In May 1883, the 13-year-old Mohandas was married to 14-year-old Kasturbai Makhanji Kapadia (her first name was usually shortened to "Kasturba", and affectionately to "Ba") in an arranged child marriage, according to the custom of the region at that time.〔 In the process, he lost a year at school.〔Gandhi (1940). (Chapter "At the High School" ).〕 Recalling the day of their marriage, he once said, "As we didn't know much about marriage, for us it meant only wearing new clothes, eating sweets and playing with relatives." However, as was prevailing tradition, the adolescent bride was to spend much time at her parents' house, and away from her husband.〔Gandhi (1940). (Chapter "Playing the Husband" ).〕 Writing many years later, Mohandas described with regret the lustful feelings he felt for his young bride, "even at school I used to think of her, and the thought of nightfall and our subsequent meeting was ever haunting me."
In late 1885, Karamchand died, on a night when Mohandas had just left his father to sleep with his wife, despite the fact she was pregnant.
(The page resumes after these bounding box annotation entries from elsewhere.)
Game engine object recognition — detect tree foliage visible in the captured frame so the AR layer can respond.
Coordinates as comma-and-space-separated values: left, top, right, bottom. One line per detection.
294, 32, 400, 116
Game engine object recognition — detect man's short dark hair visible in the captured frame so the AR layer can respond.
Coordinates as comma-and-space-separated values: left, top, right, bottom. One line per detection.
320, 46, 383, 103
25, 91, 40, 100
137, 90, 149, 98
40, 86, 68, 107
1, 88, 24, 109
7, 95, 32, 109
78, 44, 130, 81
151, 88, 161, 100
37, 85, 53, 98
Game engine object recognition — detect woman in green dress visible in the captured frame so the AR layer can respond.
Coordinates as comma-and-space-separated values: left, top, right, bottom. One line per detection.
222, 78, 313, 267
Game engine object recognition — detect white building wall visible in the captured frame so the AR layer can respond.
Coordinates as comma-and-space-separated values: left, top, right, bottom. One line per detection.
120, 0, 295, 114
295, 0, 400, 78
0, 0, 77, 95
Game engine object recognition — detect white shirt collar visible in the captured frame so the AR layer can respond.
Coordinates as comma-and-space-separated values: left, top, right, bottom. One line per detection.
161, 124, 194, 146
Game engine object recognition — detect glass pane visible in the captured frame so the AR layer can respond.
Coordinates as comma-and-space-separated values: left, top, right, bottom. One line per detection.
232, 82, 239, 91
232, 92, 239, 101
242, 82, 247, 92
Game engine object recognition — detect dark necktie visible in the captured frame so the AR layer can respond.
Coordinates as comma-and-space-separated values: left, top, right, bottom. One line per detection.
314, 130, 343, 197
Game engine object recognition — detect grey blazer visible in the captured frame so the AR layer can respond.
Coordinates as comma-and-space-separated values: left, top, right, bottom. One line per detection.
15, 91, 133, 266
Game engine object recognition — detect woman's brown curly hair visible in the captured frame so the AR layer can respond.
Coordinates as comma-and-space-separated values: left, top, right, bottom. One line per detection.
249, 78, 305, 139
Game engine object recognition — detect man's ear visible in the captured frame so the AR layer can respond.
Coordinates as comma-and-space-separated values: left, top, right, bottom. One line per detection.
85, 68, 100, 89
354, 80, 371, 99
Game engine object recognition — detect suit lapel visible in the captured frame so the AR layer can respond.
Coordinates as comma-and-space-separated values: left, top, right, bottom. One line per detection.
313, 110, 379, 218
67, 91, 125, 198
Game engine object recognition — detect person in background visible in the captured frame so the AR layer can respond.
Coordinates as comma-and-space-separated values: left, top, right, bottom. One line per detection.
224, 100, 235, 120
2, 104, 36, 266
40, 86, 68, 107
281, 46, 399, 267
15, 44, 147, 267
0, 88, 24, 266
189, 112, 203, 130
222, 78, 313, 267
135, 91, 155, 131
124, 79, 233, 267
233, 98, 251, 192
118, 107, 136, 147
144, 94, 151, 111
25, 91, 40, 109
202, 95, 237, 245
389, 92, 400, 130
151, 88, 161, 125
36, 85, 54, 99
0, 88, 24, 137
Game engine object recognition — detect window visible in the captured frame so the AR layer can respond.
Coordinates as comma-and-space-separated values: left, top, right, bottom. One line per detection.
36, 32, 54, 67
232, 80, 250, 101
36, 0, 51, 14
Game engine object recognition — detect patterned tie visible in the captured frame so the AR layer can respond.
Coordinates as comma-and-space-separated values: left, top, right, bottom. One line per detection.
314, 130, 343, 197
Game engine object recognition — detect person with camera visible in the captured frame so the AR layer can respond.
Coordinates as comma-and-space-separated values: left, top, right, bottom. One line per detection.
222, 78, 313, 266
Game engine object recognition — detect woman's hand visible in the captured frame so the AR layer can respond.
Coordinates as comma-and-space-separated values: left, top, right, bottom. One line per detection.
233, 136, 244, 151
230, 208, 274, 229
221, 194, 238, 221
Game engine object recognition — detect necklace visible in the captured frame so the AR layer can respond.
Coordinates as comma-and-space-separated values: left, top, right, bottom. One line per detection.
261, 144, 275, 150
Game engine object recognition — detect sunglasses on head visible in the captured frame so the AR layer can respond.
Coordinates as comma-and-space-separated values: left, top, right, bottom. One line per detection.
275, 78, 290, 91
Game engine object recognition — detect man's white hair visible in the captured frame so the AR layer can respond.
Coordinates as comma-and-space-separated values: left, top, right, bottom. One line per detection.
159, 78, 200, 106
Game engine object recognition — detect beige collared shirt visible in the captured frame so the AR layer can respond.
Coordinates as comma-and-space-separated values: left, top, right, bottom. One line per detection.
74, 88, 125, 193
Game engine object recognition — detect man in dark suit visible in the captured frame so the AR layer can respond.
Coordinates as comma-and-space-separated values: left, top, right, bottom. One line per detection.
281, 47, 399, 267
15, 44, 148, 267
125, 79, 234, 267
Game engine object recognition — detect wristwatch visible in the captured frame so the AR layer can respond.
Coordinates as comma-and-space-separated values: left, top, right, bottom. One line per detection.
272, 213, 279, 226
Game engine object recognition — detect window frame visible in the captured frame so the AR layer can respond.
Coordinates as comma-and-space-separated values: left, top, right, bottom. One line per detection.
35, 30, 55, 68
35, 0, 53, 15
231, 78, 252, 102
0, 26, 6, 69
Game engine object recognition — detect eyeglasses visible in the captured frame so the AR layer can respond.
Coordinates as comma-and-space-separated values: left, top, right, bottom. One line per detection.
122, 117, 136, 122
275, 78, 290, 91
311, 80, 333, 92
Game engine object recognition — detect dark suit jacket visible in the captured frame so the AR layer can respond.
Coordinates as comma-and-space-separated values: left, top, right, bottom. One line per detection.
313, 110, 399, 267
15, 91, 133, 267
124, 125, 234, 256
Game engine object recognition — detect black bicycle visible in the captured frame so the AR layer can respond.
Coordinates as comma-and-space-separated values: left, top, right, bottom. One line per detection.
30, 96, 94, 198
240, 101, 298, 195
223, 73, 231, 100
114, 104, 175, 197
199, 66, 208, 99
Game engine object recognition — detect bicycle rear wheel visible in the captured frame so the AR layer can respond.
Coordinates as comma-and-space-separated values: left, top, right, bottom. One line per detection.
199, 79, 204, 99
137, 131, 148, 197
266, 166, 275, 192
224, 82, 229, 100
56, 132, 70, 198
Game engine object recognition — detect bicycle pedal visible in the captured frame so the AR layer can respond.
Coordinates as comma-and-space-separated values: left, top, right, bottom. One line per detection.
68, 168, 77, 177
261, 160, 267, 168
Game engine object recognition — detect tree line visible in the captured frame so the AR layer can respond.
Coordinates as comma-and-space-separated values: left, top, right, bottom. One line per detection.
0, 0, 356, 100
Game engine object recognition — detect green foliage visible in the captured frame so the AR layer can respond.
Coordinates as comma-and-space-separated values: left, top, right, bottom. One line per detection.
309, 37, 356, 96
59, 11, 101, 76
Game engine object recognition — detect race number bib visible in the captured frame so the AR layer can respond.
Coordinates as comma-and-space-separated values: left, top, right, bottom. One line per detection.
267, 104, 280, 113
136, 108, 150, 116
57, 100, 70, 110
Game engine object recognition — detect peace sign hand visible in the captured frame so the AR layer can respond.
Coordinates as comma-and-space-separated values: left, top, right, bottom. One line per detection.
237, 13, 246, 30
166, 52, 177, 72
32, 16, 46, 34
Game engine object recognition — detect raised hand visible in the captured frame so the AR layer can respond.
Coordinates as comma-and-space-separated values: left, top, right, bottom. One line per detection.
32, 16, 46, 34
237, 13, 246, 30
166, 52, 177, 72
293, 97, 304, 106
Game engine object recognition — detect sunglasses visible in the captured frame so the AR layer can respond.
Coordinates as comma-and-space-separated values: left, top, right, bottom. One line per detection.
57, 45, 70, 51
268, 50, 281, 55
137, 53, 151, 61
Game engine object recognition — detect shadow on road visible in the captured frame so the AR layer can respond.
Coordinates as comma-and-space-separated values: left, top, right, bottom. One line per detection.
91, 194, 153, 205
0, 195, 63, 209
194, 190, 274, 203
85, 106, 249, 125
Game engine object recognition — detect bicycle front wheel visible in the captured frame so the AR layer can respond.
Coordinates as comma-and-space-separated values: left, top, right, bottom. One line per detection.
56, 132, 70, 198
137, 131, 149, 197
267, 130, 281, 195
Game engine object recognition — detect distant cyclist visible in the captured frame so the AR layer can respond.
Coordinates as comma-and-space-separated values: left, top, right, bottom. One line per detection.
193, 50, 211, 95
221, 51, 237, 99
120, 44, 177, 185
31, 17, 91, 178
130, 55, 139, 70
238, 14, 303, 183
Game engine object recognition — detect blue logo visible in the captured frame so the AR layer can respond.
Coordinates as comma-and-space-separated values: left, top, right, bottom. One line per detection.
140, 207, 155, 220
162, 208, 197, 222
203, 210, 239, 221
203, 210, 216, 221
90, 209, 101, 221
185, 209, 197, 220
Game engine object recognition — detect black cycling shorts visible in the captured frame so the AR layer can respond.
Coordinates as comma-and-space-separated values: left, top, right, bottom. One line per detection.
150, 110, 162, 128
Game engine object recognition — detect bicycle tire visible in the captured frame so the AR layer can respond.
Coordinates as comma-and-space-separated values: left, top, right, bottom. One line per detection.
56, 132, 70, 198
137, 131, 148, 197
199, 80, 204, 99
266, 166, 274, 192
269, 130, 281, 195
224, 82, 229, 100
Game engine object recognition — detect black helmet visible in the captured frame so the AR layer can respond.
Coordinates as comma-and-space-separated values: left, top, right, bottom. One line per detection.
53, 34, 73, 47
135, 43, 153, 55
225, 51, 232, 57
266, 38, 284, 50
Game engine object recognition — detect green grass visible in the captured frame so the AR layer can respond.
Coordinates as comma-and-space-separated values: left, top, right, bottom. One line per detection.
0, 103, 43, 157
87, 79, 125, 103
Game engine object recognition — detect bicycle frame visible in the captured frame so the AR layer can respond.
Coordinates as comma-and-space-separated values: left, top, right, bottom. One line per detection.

The couple's first child was born shortly after, but survived only a few days. The double tragedy haunted Mohandas throughout his life, "the shame, to which I have referred in a foregoing chapter, was this of my carnal desire even at the critical hour of my father's death, which demanded wakeful service. It is a blot I have never been able to efface or forget...I was weighed and found unpardonably wanting because my mind was at the same moment in the grip of lust.〔〔Gandhi (1940). (Chapter "My Father's Death and My Double Shame" ).〕 Mohandas and Kasturba had four more children, all sons: Harilal, born in 1888; Manilal, born in 1892; Ramdas, born in 1897; and Devdas, born in 1900.〔
In November 1887, he sat the regional matriculation exams in Ahmedabad, writing exams in arithmetic, history, geography, natural science, English and Gujarati. He passed with an overall average of 40 percent, ranking 404th of 823 successful matriculates. In January 1888, he enrolled at Samaldas College in Bhavnagar State, then the sole degree-granting institution of higher education in the region. During his first and only term there, he suffered from headaches and strong feelings of homesickness, did very poorly in his exams in April and withdrew from the college at the end of the term, returning to Porbandar.